Pub Date: April 3rd, 2007
ISBN: 0-8050-8211-5
Publisher: Metropolitan/Henry Holt

“What does it take to be good at something, when failure is so easy?” asks writer/physician Gawande in his follow-up to Complications (2002).

Diligence, ingenuity and “doing right,” he answers. Gawande illustrates each of these qualities with stories from his own experience, as well as his observations of and conversations with other physicians. Being diligent about the simple act of hand-washing dramatically reduces hospital infections, he demonstrates, and through diligence, army surgeons in Baghdad have greatly enhanced the survival rate among casualties in Iraq. The section on doing right tackles such troublesome moral issues as whether doctors should participate in executions and at what point treatment of a patient becomes mistreatment and should be stopped. Discussing ingenuity, Gawande shows how the rating scale devised by Virginia Apgar, neither an obstetrician nor a mother, transformed the practice of obstetrics.
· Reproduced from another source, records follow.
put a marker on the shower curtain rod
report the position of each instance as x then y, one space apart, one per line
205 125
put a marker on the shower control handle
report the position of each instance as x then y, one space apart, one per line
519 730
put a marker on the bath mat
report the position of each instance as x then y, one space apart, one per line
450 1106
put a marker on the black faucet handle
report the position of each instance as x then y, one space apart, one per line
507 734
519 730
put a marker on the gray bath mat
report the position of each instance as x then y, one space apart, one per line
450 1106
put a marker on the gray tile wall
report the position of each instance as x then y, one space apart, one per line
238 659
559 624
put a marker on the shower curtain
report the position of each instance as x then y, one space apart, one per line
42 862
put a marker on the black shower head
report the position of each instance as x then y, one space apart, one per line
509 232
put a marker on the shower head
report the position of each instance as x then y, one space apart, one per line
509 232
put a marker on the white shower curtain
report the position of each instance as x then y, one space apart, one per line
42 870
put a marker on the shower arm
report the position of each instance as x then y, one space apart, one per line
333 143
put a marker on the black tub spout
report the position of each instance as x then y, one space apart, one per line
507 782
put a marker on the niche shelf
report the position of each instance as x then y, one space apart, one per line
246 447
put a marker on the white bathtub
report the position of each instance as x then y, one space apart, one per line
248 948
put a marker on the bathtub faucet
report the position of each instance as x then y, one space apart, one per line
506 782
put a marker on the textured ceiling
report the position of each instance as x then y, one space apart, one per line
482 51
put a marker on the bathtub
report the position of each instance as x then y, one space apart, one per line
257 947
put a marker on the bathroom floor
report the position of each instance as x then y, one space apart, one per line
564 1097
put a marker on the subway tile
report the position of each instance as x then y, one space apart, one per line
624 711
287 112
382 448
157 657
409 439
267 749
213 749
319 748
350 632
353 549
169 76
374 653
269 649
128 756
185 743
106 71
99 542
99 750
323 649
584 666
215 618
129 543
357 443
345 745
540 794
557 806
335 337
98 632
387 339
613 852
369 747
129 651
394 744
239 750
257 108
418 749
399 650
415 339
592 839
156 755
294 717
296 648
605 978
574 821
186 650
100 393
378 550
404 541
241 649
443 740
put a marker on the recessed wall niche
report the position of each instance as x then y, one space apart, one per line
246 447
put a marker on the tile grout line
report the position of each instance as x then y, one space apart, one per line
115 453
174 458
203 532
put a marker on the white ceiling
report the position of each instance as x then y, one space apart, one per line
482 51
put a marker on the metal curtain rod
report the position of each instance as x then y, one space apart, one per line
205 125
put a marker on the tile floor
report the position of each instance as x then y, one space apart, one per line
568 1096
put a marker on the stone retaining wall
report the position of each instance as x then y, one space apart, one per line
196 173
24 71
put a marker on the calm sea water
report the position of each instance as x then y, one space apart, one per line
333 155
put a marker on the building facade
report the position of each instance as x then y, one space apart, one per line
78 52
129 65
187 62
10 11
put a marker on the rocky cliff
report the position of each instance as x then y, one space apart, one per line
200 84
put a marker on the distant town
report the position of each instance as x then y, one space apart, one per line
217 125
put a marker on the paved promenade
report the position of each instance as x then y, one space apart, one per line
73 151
A similar rating scale for every medical encounter, he believes, would inform patients and improve the performance of doctors and hospitals. He lauds the innovative thinking of Don Berwick, head of the Institute for Health Care Improvement, who is challenging the medical profession to measure and compare the performance of doctors and hospitals and to give patients total access to that information. When such information is available, medical professionals can identify the best performance and learn from it, as Gawande illustrates with an account of exceptional results in treating cystic fibrosis at Babies and Children’s Hospital in Cleveland. Monitoring and improving clinical performance would do more to save lives than advances in laboratory knowledge, he contends. For young doctors wondering how they can make an individual difference, Gawande suggests five strategies: Ask unscripted questions, don’t complain, “count something” (be a scientist as well as a doctor), write something (to make yourself part of a larger world) and change in response to new ideas.

A must-read for medical professionals—and a discerning, humanizing portrait of doctors at work for the rest of us.